Flickr photo by zsoolt

Romania is actually replacing the Czech Republic in my next edition of The World’s Cheapest Destinations. The latter has gotten a lot more expensive with the EU-alignment and the scads of moneyed vacationers popping in for a short time in Prague, so Romania is the next value frontier. (Joining Turkey, Bulgaria, and Hungary in the Europe section).

I have to admit I liked Bucharest a lot when I was there, even though I was there against my will. I naively thought that despite only spending $350 for a flight from India to New York I would be home in time for my welcome back clubbing plans. Four days later I got to New York, after a mandatory vacation for three days with no luggage. My flight was on Tarom Airlines–’nuff said.

I always figured that my favorable impression was influenced by the fact I had arrived there at just the point I was ready to strangle the whole population of India. Bucharest seemed downright efficient and super-civilized, the travel equivalent of a deep breath and a sigh. The architecture was interesting (what hadn’t been flattened during communism that is), the streets were clean, the subway worked, and the beer was good.
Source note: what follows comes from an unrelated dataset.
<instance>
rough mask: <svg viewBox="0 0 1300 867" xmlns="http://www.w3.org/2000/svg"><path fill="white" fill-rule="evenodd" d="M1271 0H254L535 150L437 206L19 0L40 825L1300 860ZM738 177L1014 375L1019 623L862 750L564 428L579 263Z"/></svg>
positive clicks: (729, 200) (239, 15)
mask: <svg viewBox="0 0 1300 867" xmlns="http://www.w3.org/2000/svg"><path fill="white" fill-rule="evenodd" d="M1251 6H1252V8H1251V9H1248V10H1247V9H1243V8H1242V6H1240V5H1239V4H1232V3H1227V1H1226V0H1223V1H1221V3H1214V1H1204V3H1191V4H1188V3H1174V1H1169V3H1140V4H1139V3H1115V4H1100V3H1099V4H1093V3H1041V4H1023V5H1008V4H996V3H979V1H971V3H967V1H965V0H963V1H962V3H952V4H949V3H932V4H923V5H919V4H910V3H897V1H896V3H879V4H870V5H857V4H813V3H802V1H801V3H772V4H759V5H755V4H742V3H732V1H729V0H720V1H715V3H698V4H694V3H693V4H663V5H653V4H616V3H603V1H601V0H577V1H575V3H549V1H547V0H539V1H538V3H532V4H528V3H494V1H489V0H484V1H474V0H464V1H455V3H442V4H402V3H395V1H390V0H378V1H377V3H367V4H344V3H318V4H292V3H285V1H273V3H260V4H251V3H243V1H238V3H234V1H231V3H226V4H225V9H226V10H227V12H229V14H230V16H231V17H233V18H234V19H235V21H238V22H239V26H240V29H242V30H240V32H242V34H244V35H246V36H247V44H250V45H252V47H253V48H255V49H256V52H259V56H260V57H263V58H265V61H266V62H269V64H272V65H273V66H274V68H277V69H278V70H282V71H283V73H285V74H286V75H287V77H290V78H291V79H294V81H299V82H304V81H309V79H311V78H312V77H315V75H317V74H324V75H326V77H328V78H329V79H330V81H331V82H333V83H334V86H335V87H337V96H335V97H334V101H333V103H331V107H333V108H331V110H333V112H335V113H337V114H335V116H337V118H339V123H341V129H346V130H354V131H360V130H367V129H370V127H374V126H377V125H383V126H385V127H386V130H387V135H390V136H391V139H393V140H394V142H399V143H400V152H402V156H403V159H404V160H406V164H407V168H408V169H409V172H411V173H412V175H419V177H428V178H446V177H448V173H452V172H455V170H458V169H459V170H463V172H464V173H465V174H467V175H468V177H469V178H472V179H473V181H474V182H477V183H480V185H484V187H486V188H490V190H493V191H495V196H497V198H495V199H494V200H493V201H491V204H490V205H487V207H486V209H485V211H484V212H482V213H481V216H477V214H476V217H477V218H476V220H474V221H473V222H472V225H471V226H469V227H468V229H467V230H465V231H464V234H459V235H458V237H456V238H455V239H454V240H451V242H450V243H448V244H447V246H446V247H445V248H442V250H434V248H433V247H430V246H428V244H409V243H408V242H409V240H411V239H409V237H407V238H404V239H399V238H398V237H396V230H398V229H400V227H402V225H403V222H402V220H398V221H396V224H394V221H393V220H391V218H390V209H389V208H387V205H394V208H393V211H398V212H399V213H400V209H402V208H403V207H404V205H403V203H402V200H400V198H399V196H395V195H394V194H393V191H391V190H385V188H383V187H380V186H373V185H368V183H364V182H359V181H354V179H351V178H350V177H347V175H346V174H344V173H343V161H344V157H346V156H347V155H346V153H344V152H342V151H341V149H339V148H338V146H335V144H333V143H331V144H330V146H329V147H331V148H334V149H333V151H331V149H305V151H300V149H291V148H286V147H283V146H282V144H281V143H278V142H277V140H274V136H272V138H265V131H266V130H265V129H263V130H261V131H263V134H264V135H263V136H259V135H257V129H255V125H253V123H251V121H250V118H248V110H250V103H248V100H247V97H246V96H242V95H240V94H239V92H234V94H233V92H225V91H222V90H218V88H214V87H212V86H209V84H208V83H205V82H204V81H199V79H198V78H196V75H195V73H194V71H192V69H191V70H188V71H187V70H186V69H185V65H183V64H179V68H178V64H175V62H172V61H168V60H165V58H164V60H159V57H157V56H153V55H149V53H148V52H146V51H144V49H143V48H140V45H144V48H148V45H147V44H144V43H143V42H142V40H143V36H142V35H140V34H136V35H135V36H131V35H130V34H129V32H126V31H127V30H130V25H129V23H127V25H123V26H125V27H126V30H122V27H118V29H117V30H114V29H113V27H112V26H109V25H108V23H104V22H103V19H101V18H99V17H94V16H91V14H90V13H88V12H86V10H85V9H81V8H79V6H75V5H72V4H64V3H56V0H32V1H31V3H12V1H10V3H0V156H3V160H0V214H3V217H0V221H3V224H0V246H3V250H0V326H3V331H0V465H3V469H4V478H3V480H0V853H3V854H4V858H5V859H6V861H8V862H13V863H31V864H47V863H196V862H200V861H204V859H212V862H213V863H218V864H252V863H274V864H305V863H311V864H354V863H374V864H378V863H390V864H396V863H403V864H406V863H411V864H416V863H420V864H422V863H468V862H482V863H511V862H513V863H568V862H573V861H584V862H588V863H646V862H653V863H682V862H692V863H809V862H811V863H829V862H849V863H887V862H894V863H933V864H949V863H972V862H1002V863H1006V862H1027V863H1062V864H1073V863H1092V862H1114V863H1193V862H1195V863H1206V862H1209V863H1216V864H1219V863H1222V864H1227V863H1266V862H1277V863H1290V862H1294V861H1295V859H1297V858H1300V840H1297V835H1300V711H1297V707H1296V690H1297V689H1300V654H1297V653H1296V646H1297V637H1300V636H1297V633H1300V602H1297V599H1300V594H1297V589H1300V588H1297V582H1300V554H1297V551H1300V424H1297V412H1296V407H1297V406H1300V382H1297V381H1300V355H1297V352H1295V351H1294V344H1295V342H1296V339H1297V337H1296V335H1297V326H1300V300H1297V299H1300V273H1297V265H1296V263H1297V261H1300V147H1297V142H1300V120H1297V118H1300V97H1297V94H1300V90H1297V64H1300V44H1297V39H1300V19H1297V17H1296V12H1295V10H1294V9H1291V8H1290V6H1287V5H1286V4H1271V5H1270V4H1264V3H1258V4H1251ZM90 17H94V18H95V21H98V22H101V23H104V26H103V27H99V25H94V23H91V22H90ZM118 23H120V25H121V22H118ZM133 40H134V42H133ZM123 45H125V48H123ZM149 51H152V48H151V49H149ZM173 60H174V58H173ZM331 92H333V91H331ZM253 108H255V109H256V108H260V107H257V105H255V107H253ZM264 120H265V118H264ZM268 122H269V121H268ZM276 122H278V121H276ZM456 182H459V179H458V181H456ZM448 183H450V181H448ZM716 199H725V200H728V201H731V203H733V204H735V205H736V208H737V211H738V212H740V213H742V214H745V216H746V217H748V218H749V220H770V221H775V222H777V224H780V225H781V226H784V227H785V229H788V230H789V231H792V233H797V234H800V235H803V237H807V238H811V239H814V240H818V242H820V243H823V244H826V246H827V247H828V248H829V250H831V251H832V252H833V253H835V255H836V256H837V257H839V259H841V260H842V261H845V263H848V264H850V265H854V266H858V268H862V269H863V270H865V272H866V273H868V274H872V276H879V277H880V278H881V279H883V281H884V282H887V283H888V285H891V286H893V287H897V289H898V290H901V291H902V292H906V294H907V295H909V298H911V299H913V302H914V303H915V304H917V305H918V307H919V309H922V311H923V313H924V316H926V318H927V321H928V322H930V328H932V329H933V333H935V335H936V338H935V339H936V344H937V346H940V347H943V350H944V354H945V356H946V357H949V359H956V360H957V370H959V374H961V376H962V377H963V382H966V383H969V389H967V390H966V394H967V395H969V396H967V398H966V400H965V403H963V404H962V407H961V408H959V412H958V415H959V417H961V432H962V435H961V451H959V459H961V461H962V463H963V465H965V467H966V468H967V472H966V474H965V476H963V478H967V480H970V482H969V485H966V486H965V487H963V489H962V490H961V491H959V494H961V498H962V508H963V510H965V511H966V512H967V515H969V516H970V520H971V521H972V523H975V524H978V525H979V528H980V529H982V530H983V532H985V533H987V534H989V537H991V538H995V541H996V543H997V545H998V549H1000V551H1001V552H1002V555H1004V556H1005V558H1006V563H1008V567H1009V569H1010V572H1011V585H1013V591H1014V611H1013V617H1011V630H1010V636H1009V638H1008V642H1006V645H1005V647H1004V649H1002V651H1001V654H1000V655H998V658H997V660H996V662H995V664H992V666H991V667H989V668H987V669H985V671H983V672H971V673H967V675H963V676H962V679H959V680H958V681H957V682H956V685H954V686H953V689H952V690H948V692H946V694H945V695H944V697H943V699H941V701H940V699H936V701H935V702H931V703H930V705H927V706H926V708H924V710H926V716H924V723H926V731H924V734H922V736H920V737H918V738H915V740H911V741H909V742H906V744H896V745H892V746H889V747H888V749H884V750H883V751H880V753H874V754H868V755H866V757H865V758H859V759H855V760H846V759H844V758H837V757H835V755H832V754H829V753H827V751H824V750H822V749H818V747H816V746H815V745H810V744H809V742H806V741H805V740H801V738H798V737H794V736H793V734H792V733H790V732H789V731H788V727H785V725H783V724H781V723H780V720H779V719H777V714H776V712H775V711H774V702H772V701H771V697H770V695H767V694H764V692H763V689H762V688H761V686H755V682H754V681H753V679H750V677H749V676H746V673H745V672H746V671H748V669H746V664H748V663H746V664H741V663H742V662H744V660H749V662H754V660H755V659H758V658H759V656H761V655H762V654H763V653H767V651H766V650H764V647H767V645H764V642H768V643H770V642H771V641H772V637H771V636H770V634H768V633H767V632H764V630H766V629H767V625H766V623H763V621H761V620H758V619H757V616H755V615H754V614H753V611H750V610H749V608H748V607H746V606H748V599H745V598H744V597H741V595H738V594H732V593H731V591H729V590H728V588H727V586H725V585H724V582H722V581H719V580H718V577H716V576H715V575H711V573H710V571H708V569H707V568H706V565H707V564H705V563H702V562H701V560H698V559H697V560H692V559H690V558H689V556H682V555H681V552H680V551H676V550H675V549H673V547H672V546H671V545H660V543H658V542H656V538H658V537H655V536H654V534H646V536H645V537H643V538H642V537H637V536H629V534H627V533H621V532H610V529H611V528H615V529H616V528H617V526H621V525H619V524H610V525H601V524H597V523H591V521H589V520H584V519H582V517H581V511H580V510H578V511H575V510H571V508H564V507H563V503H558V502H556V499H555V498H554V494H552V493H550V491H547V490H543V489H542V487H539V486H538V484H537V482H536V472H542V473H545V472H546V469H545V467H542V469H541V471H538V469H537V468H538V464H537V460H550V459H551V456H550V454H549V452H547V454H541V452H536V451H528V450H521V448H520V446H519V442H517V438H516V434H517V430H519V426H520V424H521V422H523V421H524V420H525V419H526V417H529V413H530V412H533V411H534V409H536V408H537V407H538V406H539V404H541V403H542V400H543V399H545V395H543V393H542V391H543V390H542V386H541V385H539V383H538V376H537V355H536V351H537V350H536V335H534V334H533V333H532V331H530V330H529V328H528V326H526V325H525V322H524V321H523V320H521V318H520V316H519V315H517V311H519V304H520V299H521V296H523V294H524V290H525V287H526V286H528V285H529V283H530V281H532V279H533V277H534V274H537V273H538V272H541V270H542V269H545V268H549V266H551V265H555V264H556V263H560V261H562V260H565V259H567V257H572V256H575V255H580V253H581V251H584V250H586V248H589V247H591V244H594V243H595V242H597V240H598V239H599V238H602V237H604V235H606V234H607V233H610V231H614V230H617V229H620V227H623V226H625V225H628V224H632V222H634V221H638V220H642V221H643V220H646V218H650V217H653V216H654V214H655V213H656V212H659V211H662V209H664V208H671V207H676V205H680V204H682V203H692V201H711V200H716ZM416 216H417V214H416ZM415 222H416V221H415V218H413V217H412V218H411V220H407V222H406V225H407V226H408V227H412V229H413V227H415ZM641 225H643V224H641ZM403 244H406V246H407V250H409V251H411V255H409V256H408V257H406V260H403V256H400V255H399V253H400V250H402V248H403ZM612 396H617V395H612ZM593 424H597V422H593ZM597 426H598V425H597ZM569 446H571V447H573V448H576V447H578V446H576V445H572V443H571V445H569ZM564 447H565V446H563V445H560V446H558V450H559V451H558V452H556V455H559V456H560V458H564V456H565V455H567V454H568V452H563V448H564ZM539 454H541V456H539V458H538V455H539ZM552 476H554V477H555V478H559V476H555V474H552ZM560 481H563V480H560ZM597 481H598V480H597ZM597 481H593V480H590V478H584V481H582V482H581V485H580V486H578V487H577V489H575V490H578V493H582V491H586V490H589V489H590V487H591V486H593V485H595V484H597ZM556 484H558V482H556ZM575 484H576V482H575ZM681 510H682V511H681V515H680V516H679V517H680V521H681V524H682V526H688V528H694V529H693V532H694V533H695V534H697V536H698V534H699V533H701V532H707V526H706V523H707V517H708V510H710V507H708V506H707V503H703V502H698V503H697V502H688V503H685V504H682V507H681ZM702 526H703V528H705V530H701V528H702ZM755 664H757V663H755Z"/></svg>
I was a happy camper.

Of course the real payoff is in beautiful Transylvania, where I hope to get to before word gets out and it becomes completely overrun. If you’re heading to Europe sometime soon, put it on your list and beat the crowds.

Oh, and if you want to see what governments and tourism boards talk about in their branding meetings–read the report in the link above. It’s no accident that some destinations are better than others at pulling in the crowds. Give a good budget to the MBAs and the advertising execs and who knows what kind of rabbit will come out of the hat.